The Administrative Simplification provisions of the Health Insurance Portability and Accountability Act (HIPAA) of 1996 requested the Secretary of Health and Human Services (HHS) to publish national standards for the security of electronic Protected Health Information (ePHI). The final regulation, the Security Rule, was published in 2013. This HIPAA Security Rule now applies to all healthcare providers, plans, and clearinghouses (known as “Covered Entities”), and requires Covered Entities to maintain “reasonable” and “appropriate” administrative, technical, and physical safeguards for protecting ePHI.
The ambiguity of terms like “reasonable” and “appropriate” lead to uncertainty, confusion, and frustration, as it does not specify whether any specific activity or process satisfies safeguard requirements. This can cause major control gaps due to misinterpretation of the rule. While the HIPAA Security Rule is considered the apex of healthcare security, its descriptive definition provides limited guidance to covered entities. Some organizations have turned to other frameworks, like NIST, as a guide to meeting the HIPAA standard. The National Institute of Standards and Technology (NIST) framework does go further in outlining specific activities and tools that can help satisfy HIPAA regulations, but still does not go far enough for many organizations.
Introducing: HITRUST
While HIPAA is the act that details standards for compliance, HITRUST is an organization that assists covered entities in achieving compliance to those standards. Founded in 2007, the HITRUST Alliance was created through collaboration with public and private healthcare technology, privacy, and information security leaders. A Common Security Framework (CSF) was created, “born out of the belief that information security should be a core pillar of, rather than an obstacle to, the broad adoption of health information systems and exchanges.”
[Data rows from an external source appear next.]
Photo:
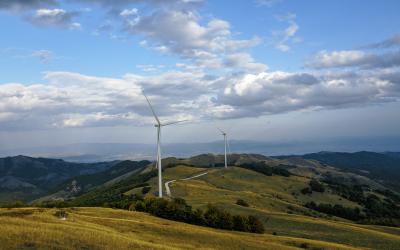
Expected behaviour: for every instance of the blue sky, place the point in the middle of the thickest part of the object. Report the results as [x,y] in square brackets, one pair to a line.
[266,69]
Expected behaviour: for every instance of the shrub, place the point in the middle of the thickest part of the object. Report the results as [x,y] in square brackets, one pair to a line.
[255,225]
[241,202]
[240,223]
[145,190]
[306,190]
[317,186]
[178,210]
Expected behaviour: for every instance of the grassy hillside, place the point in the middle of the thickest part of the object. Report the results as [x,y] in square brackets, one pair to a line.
[102,228]
[377,166]
[278,202]
[26,178]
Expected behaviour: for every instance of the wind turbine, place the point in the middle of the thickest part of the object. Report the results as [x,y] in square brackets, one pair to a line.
[158,125]
[226,143]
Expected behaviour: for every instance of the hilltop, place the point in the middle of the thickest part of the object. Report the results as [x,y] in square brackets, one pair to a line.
[295,197]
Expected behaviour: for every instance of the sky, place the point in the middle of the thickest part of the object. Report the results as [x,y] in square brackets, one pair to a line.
[267,70]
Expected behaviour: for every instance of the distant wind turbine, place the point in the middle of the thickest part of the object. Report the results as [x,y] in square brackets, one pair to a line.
[226,143]
[158,125]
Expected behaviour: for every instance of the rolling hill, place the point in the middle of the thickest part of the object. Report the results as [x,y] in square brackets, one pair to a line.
[302,203]
[26,178]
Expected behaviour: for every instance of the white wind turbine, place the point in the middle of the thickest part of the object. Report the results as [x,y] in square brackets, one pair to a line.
[158,125]
[226,145]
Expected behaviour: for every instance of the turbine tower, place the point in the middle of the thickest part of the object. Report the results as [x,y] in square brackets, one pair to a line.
[225,142]
[158,125]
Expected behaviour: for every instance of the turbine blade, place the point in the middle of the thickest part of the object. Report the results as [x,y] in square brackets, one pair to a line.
[152,110]
[229,148]
[170,123]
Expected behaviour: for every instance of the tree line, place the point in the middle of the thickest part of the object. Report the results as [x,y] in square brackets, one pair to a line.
[178,210]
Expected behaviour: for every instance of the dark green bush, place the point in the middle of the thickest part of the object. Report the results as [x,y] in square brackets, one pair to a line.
[317,186]
[241,202]
[178,210]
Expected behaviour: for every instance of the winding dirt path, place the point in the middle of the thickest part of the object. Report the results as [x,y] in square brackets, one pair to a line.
[168,190]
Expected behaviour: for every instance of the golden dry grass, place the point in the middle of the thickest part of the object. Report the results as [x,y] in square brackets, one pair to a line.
[102,228]
[269,198]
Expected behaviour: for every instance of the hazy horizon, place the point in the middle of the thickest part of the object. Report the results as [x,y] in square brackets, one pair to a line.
[262,70]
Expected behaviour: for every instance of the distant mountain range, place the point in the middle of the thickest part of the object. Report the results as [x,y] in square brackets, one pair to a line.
[95,152]
[27,178]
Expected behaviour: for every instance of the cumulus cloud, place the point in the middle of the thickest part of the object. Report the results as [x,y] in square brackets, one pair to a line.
[55,17]
[180,32]
[283,38]
[45,56]
[355,58]
[244,61]
[278,92]
[69,99]
[388,43]
[268,3]
[22,5]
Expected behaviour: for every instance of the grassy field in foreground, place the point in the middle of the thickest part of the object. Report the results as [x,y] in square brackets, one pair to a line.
[269,198]
[102,228]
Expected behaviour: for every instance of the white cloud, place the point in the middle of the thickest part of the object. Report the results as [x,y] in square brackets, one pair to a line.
[354,58]
[268,3]
[287,36]
[278,92]
[244,61]
[22,5]
[45,56]
[55,17]
[180,32]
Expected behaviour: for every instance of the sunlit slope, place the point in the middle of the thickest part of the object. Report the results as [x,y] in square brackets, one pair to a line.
[102,228]
[277,201]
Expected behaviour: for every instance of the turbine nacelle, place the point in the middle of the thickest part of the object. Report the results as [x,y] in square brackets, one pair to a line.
[158,125]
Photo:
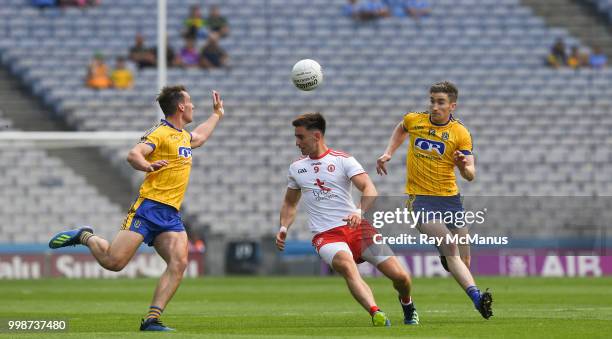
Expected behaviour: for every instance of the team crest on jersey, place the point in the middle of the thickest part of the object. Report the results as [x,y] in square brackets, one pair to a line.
[185,152]
[430,146]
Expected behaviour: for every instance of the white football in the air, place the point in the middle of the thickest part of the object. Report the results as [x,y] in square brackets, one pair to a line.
[307,75]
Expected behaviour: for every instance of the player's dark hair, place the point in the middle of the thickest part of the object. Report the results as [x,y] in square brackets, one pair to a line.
[170,97]
[310,121]
[445,87]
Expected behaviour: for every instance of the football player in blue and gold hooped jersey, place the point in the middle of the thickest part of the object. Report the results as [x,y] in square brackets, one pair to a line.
[164,153]
[438,144]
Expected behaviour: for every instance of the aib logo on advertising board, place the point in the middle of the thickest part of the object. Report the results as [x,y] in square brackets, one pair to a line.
[429,146]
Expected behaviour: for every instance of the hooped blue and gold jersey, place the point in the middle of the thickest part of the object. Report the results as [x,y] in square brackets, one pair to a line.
[429,163]
[168,184]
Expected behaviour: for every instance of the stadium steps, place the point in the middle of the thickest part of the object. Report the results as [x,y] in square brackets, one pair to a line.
[27,114]
[580,19]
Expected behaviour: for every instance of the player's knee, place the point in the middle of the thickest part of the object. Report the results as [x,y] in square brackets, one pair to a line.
[403,278]
[178,265]
[343,263]
[467,261]
[115,265]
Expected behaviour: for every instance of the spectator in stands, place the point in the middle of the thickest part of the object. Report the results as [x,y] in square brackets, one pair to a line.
[417,9]
[97,73]
[597,59]
[122,77]
[172,59]
[217,23]
[576,59]
[79,3]
[189,54]
[368,10]
[194,25]
[44,3]
[140,54]
[558,55]
[213,55]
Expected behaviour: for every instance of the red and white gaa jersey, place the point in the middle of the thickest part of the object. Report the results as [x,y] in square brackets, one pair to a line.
[325,183]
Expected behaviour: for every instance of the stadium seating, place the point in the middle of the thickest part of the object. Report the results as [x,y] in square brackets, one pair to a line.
[537,131]
[41,195]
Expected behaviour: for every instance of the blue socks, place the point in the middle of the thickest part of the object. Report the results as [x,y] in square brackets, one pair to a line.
[474,294]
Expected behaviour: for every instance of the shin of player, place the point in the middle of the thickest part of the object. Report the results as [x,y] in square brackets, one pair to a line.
[341,236]
[438,144]
[164,154]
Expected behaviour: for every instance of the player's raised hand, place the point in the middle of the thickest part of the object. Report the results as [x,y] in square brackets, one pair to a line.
[157,165]
[218,104]
[381,164]
[353,219]
[280,239]
[459,159]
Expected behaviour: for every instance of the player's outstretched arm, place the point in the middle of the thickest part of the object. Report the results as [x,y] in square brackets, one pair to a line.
[368,196]
[465,164]
[288,211]
[397,138]
[201,133]
[136,158]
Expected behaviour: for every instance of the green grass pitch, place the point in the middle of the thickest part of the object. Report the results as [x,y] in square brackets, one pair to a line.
[304,307]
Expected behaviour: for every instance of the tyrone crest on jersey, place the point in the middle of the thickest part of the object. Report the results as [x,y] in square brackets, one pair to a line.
[325,183]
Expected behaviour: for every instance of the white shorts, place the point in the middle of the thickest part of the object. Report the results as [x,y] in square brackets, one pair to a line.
[327,252]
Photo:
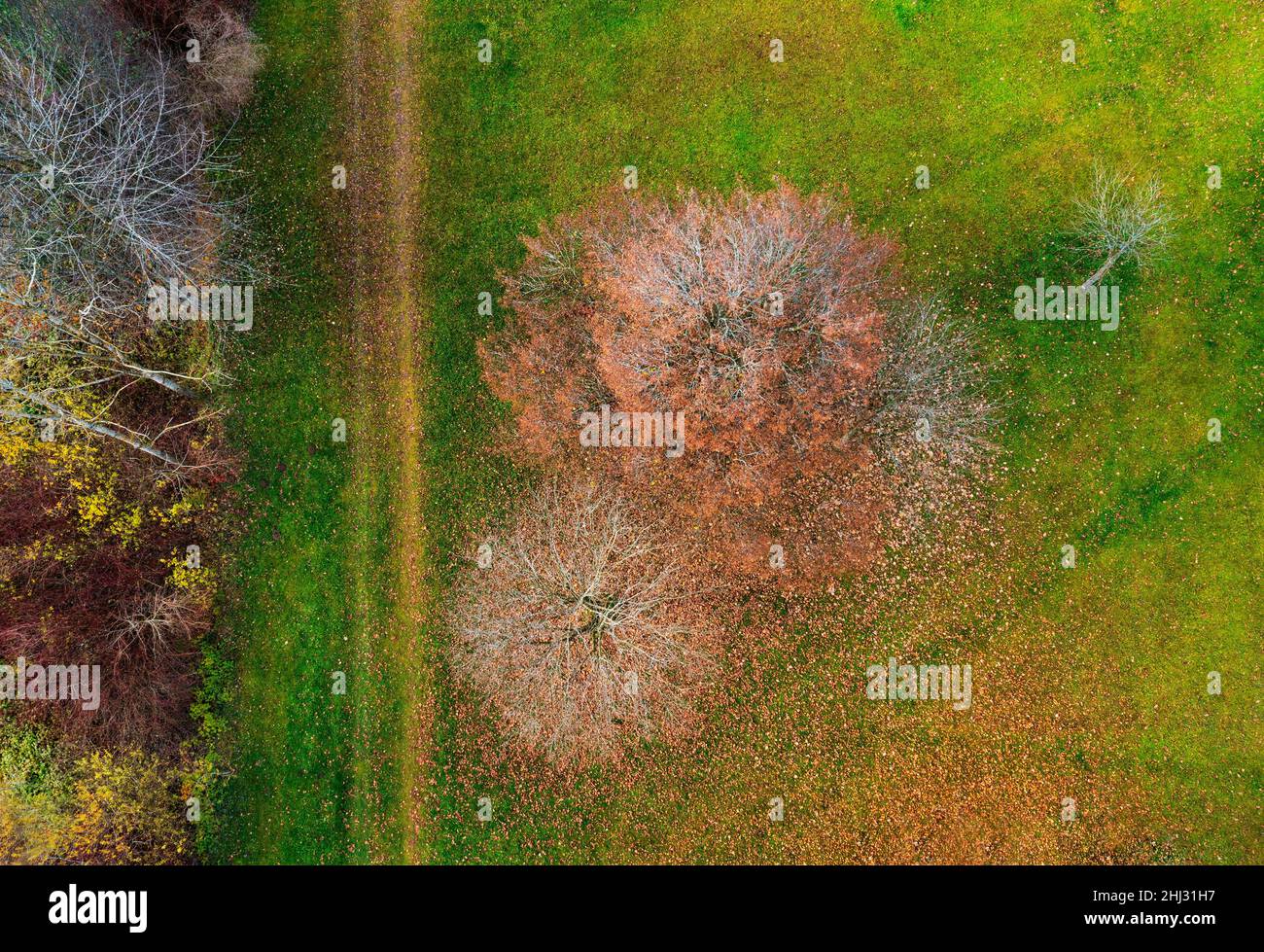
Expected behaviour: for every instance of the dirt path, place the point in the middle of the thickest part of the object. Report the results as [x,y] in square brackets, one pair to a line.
[392,599]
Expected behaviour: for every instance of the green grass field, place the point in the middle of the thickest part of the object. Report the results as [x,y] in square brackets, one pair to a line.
[1092,679]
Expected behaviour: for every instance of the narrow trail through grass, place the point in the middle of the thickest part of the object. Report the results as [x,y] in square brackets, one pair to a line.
[393,703]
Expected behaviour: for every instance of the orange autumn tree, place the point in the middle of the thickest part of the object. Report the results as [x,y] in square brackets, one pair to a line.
[755,319]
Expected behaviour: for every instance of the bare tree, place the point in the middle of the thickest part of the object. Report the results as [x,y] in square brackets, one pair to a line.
[102,193]
[1117,222]
[159,623]
[930,387]
[581,631]
[101,176]
[231,55]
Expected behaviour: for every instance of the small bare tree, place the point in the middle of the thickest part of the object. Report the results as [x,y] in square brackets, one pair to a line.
[930,387]
[1117,222]
[101,176]
[231,55]
[102,193]
[581,631]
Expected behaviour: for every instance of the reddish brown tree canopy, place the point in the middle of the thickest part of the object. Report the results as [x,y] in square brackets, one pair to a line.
[755,319]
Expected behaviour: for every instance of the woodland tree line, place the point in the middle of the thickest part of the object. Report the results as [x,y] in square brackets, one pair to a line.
[113,125]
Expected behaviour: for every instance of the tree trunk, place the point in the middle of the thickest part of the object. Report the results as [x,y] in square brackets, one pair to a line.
[99,429]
The HITRUST CSF is a certifiable framework that not only covers HIPAA but also complements other frameworks and standards a Healthcare organization might need to comply with, such as PCI, ISO, and NIST. The CSF maps these standards while centralizing and overlaying common controls. In short, HITRUST took a non-prescriptive and non-certifiable regulation, and created a standardized compliance framework, assessment, and certification process specific to the healthcare sector. Additionally, HITRUST takes into consideration the size, type, and risks of each specific organization based on regulatory, systems, and organizational factors, to determine a customized set of controls that suit your business.
Why This Matters
Relying on rapidly evolving technologies to store and transmit ePHI changes a healthcare organization’s scope of compliance. As a result, obtaining and maintaining compliance has become increasingly complex and difficult. Managing security and privacy requirements from regulatory bodies and other third party frameworks can be overwhelming and consume a significant amount of resources. Considering the majority of healthcare organizations have more than just one compliance obligation, HITRUST can simplify and streamline the road to compliance, environment maturity, and above all, an organization’s security.
It is also important to understand the movement of the industry as a whole to a unified framework. HITRUST, with its prescriptive and comprehensive structure, are working to become the universal framework that healthcare organizations use to satisfy their requirements. This would benefit the entire industry, ensuring all Covered Entities and the Business Associates they work with utilize the same framework to meet the HIPAA guidelines.
HIPAA certification is not possible, but its standards must be addressed. Utilizing the HITRUST framework, your organization can remove the ambiguity of the HIPAA standard, meet its requirements, and successfully secure your ePHI.